After months of begging and pleading and a half dozen letters to Santa asking for a Lionel train set, my brother got his wish.  By mid January, he had lost all interest in it and it lay piled up and abandoned in a corner of his closet, gathering dust.  One fine spring night, my daddy packed up all the pieces and took them to the basement, intending to sort them out and give the whole works away to Goodwill, where as my mother remarked a little bitterly, it might find its way to a grateful child - but somewhere along the way, he had a change of heart and ended up spending weeks and then months designing and building a model city for the train to run through.  The entire affair was mounted on a wooden platform supported by sawhorses and to my mother's dismay, when complete it took up better than half the basement - but even she had to admit it was impressive.  There were roads and bridges, trees and tunnels, streetlights and storefronts, all made of plastic and paper mache.  Railroad track wound up, down, and through it all and the train - locomotive, boxcars, flatcars and caboose - steamed cheerfully along its path.  I remember he used black thread for wires, painstakingly woven from one telephone pole to the next, and fluffs of cotton for snow, but mostly I remember the clear mountain lake on the outskirts of town - smooth as glass when the train wasn't running, ice blue and clear - made from Aqua Velva.  Even as a child I realized it was a masterful achievement and my usually modest daddy swelled with pride when he showed it off.


At some point, my mother wearied of the obstacle course she had to run to navigate her way to the washing machine and dryer and she decreed that the train had to go.  My daddy slowly and carefully un-built it all, packing each piece in tissue paper and boxing it up.  I never knew whether it made its way to Goodwill or storage, maybe with Nana's delicate and carefully maintained Christmas village, he never said.


I was long gone by the time the house was sold and I never knew what happened to the material things with the exception of what ended up transported to the lake.   We lose and leave behind the trappings as we move through life, we give up old habits and learn new ones.
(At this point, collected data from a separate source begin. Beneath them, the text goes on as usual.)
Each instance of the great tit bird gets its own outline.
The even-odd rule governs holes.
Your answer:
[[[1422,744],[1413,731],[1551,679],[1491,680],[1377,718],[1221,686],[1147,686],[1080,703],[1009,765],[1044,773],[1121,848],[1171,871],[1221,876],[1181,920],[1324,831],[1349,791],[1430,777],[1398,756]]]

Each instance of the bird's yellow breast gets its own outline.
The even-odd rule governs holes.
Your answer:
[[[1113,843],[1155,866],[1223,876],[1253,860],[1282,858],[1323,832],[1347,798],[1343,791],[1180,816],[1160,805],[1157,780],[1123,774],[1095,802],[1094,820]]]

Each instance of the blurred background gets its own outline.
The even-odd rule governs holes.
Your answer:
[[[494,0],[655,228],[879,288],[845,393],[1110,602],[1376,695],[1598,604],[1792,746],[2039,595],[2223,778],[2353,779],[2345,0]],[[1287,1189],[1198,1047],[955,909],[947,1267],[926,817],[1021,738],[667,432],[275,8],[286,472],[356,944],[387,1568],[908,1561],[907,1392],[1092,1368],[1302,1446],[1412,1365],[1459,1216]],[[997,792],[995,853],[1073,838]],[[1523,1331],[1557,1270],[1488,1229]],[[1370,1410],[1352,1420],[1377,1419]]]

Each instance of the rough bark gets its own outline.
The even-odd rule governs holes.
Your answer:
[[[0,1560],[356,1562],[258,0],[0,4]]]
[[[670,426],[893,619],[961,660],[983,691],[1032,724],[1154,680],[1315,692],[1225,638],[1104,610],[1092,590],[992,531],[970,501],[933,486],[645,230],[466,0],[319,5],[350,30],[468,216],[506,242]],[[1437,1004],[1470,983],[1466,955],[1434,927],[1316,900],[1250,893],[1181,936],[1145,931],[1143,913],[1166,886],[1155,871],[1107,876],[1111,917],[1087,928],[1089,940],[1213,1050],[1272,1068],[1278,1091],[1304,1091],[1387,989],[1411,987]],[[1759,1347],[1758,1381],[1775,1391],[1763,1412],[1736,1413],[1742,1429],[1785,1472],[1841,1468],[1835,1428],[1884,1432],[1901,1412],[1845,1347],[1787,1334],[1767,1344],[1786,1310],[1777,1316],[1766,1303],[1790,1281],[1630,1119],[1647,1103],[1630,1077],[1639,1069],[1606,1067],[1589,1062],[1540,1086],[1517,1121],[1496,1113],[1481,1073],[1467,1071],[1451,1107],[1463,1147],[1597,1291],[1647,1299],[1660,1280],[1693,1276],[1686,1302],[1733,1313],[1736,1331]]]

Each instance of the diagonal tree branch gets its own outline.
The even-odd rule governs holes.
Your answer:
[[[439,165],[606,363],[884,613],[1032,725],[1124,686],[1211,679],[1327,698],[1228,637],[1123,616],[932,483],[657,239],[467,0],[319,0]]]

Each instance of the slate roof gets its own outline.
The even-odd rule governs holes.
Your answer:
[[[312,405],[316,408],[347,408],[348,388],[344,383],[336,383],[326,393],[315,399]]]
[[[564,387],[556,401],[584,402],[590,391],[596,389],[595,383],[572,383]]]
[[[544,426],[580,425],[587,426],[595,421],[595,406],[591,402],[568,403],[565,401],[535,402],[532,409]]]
We have to in order to grow and and progress.    Life doesn't stand still for the good parts or the bad.


For a little while, all the bells and whistles of the Lionel train set consumed our evenings.  Its construction taught us the value of craft and workmanship, of dedication and finishing what you started, of persistence and keeping promises you make to yourself.  Then it taught us that everything has its time.  And finally it taught us that things are only things - they won't help you to heaven or keep you warm at night and you can't measure a life in terms of what you accumulate in possessions.


Sometimes in the stillness of the morning when I hear a distant train whistle, I think of my daddy, that Lionel train set and the city he built for it.  Until then, I'd never thought he'd been proud of anything except his children.